Stratégie Produit
OKR produit : comment les poser sans en faire une liste de vœux
Un exemple d'OKR produit, de sa mesure de départ aux arbitrages hebdomadaires : choisir un résultat, fixer une cible et garder les solutions ouvertes.
« Refaire l'onboarding, ajouter une checklist, envoyer cinq emails. » Cette liste suffit à remplir un trimestre. À la fin, tout peut être livré sans qu'un seul client de plus utilise vraiment le produit.
Un OKR associe un objectif à des résultats clés mesurables. Pour une équipe produit, son intérêt est de rendre le changement attendu assez précis pour choisir entre plusieurs solutions. Les idées de fonctionnalités restent utiles. Elles viennent après la définition du problème.
Partons d'un onboarding fictif
Imagine un SaaS de gestion des interventions. Pour obtenir une première valeur, une entreprise doit créer une intervention et la faire terminer par un technicien. L'inscription et l'import des contacts préparent ce travail ; ils ne prouvent pas encore que le produit aide l'équipe sur le terrain.
Dans notre exemple fictif, 30 comptes sur les 100 derniers comptes éligibles ont terminé une première intervention dans les sept jours suivant leur création. Tous ont eu au moins sept jours pour le faire. La mesure de départ est donc de 30 %.
L'objectif proposé : permettre aux nouvelles équipes de réaliser leur première intervention sans accompagnement individuel.
Un résultat clé possible serait de faire passer de 30 % à 45 % la part des nouveaux comptes éligibles qui terminent cette intervention sous sept jours, d'ici la fin du trimestre. Ces chiffres illustrent la formulation. Ils ne constituent ni un benchmark ni une cible à copier.
Avant de discuter de 45 %, vérifie les 30 %
Qu'est-ce qu'un compte éligible ? Qui exclut les tests internes et les doublons ? Une intervention terminée par l'équipe support compte-t-elle ? Quelle période utilisera-t-on à la fin du trimestre ?
Écris ces règles à côté de la métrique. Sinon, deux équipes peuvent présenter des taux différents en ayant toutes les deux fait correctement leur calcul.

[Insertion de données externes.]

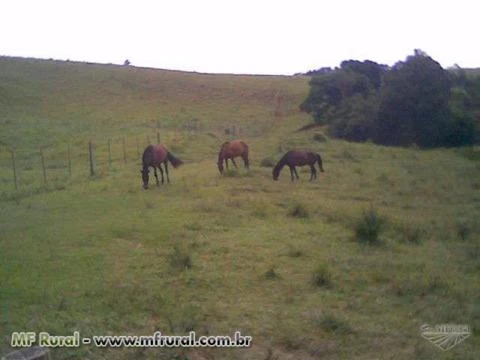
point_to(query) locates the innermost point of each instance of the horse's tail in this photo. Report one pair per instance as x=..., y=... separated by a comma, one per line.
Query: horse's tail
x=245, y=154
x=176, y=162
x=319, y=159
x=220, y=153
x=279, y=166
x=147, y=157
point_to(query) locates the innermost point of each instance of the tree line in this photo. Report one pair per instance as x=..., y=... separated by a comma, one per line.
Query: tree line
x=415, y=101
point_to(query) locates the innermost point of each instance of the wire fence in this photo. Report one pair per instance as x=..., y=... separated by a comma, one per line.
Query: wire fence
x=27, y=171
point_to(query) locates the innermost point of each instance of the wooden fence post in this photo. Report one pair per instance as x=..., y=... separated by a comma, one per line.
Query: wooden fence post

La cible demande ensuite une hypothèse. Si les abandons se concentrent sur une importation défaillante, l'équipe a une piste. Si personne ne sait où les comptes bloquent, réserve d'abord du temps à l'enquête. Un chiffre ambitieux ne donne pas cette information.

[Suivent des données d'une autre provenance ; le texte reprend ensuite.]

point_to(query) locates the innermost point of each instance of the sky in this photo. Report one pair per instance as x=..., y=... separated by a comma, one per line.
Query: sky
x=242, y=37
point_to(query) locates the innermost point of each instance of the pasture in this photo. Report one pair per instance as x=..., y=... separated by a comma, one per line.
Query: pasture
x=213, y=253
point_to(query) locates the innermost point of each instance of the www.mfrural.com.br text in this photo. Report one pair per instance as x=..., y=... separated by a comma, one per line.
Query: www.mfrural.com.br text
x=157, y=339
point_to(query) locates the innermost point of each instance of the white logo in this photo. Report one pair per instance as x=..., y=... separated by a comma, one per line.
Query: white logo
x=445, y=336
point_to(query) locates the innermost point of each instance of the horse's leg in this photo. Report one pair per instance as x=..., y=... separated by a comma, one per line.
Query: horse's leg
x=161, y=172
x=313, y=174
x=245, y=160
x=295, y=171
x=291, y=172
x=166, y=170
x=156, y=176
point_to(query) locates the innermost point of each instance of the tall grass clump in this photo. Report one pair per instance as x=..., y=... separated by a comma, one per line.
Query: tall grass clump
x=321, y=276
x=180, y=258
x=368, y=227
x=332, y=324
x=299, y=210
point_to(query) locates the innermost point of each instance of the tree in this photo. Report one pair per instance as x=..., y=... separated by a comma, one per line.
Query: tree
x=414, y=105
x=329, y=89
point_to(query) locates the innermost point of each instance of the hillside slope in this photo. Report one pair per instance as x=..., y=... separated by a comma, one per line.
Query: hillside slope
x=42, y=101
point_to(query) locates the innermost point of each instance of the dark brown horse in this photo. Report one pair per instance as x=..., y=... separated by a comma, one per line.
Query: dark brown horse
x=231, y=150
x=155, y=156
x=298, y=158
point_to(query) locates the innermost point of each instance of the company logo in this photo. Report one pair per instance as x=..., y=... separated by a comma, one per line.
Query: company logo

Garder les solutions discutables
Une checklist, un exemple prérempli ou un import simplifié peuvent contribuer au même résultat. Pour les départager, observe quelques parcours et parle aux personnes qui se sont arrêtées. Un utilisateur qui ne comprend pas quoi importer n'a pas le même problème qu'un utilisateur dont le fichier est rejeté.
La distinction entre livrable et effet obtenu est détaillée par What Matters à propos des résultats clés. Ici, elle permet surtout d'abandonner une solution qui ne fonctionne pas sans perdre l'objectif.
Supposons que la checklist soit publiée et que l'activation ne change pas. Examine son exposition et son usage, puis les obstacles encore présents. Le simple fait de la livrer ne valide pas l'hypothèse.
Prévoir ce qu'il ne faut pas dégrader
Pour rendre la première intervention plus facile, on pourrait supprimer des contrôles utiles. Le taux d'activation monterait, avec davantage d'erreurs à corriger ensuite.
Associe donc au résultat un garde-fou adapté : par exemple, suivre les interventions rouvertes pour erreur et les demandes d'aide liées à leur création. La limite acceptable doit être fixée à partir de la situation réelle. Tous les indicateurs de surveillance n'ont pas besoin de devenir des résultats clés.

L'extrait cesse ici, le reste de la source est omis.